Cellular and wireless connectivity is where the Galaxy A36 5G pulls decisively ahead. Most obviously, it supports 5G — the Nova Y73 does not, topping out at 4G LTE with a maximum download speed of 600 Mbits/s versus the A36's 2900 Mbits/s. That is nearly a 5× gap in peak download throughput, and the upload difference is even more dramatic: 1600 Mbits/s on the A36 against just 150 Mbits/s on the Nova Y73. For users in 5G-covered areas, this translates to faster file transfers, smoother streaming at high quality, and more responsive cloud-dependent apps. The A36 also supports Wi-Fi 6 (802.11ax) alongside Wi-Fi 5 and Wi-Fi 4, while the Nova Y73 is limited to Wi-Fi 4 (802.11n) — a standard that predates modern router capabilities and will bottleneck speeds on any current home or office network.
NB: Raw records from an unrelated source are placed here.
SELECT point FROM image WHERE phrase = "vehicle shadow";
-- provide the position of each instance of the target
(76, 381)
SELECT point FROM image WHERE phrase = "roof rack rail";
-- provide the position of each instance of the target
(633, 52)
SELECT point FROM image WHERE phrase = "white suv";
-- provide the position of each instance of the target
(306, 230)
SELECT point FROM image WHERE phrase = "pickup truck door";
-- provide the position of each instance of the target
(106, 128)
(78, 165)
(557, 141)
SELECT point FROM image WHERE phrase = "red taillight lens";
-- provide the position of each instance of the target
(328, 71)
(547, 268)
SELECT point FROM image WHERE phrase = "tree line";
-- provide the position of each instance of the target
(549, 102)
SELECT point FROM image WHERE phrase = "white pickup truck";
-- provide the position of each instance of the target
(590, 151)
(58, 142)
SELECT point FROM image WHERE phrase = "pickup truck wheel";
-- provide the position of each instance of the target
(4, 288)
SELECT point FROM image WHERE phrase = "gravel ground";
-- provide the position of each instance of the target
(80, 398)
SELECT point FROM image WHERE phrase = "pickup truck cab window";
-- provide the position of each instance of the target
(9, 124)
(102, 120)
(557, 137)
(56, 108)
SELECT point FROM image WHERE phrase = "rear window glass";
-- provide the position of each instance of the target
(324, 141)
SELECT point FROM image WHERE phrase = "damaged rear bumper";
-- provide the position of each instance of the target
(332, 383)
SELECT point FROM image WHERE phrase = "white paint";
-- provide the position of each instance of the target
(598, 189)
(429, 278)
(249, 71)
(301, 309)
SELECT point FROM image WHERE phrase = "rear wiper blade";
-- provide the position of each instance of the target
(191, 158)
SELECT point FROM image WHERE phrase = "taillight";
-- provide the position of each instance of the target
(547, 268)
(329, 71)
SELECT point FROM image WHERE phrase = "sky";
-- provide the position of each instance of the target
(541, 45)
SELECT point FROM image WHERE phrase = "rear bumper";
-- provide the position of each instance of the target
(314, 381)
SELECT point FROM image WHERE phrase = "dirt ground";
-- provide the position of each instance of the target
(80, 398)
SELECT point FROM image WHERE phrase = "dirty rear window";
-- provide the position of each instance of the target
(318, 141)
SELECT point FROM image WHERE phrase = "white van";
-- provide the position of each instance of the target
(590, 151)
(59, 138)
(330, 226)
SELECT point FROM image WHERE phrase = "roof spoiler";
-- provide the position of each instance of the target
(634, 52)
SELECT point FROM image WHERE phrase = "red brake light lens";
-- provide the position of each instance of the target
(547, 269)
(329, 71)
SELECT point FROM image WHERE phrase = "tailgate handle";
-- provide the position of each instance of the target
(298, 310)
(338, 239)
SIM flexibility and Bluetooth also favor the A36. It supports up to two physical SIMs or two eSIMs in various combinations, offering considerably more flexibility for travelers or dual-SIM users than the Nova Y73's fixed 2 SIM tray with no eSIM support. Bluetooth 5.3 on the A36 versus 5.1 on the Nova Y73 is a minor but real improvement in connection stability and efficiency. The A36 also includes a gyroscope, which the Nova Y73 lacks — relevant for gaming, AR applications, and accurate motion-based navigation.
The Nova Y73 counters with one unique feature: an infrared sensor, which allows it to function as a universal remote for TVs and appliances — a niche but genuinely useful tool the A36 does not offer. Shared features include NFC, GPS, USB Type-C, accelerometer, and compass. Despite the IR advantage, the Samsung Galaxy A36 5G holds a commanding overall edge in this category, with 5G support, superior Wi-Fi, eSIM capability, and a gyroscope making it the substantially more connected and future-ready device.